If Monte Carlo methods are one end of the spectrum and dynamic programming is the other, temporal difference learning occupies the middle ground—and it’s arguably the most important ground in all of reinforcement learning. TD methods learn from experience (like MC) but also bootstrap from estimates (like DP). They update on every step, not at episode end.

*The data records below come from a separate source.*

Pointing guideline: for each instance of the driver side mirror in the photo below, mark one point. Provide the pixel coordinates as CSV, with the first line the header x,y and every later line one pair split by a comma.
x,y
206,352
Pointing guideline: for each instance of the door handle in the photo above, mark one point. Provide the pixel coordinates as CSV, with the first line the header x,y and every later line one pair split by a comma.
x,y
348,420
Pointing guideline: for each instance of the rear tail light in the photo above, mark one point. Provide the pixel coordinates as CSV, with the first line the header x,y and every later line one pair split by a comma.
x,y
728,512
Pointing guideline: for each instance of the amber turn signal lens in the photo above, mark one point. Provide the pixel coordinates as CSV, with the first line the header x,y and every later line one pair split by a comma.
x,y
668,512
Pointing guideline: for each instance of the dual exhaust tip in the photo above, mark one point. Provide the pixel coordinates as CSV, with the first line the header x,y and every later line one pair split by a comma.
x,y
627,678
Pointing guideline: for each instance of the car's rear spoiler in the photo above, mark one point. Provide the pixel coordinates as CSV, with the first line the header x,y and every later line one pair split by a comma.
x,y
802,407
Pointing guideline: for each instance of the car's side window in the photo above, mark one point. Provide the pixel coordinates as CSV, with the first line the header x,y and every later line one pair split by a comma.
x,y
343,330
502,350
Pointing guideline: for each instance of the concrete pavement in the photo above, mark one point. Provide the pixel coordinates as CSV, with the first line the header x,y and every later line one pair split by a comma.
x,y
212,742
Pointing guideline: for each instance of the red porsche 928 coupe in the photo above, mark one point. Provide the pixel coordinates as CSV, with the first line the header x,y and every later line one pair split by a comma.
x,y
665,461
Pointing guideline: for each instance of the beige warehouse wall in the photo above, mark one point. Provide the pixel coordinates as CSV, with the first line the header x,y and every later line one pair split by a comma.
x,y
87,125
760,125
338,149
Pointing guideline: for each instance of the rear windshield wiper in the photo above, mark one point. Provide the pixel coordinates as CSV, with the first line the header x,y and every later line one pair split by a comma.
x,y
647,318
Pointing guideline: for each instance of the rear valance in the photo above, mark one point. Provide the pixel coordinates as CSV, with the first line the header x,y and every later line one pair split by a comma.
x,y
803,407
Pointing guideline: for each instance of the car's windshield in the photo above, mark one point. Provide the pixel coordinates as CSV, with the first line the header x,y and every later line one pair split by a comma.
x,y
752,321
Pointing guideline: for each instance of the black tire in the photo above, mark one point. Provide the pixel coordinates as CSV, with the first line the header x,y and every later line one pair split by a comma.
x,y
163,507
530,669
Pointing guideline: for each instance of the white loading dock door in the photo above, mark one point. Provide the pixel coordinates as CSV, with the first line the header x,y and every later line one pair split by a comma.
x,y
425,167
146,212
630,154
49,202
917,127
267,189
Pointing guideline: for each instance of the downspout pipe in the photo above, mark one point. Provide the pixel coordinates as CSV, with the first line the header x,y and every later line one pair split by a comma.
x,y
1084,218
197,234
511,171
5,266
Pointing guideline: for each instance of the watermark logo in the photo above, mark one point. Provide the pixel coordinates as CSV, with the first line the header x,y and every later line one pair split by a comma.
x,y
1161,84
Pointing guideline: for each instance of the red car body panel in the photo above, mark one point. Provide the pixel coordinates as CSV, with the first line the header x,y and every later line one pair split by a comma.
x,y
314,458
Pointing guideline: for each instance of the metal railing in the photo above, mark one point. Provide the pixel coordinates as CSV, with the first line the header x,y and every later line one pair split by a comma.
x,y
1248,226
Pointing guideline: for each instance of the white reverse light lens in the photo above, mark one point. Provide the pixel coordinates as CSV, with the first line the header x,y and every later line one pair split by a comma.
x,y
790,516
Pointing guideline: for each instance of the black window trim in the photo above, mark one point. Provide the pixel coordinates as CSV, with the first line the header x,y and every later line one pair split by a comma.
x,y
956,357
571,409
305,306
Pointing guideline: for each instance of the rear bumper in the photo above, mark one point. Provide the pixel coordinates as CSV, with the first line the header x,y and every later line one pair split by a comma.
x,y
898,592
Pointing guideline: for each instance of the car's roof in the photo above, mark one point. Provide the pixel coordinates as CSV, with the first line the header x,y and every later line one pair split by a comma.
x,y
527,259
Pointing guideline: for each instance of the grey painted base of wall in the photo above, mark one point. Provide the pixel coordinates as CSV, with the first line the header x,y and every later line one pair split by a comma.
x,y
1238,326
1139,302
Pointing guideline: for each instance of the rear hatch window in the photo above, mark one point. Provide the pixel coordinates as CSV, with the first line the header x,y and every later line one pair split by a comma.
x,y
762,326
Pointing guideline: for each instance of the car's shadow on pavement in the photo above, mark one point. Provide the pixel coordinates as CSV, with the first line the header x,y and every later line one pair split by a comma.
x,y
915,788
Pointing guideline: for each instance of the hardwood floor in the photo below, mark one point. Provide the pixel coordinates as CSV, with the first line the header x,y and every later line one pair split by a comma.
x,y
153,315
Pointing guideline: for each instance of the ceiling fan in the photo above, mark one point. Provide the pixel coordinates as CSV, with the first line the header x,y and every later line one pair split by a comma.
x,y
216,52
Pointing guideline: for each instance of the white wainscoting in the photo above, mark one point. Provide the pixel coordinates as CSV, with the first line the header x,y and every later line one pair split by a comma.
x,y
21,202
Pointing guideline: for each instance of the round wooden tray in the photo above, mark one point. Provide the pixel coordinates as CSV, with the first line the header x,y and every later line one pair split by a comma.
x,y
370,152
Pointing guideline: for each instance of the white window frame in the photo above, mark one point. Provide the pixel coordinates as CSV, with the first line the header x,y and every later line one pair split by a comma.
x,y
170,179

They work online, in real time, without a model.

This is the chapter where the field’s two canonical algorithms live: SARSA and Q-Learning. One of them learns the policy you’re executing. The other learns the optimal policy regardless of what you’re doing. The difference is subtle, consequential, and completely obvious in hindsight.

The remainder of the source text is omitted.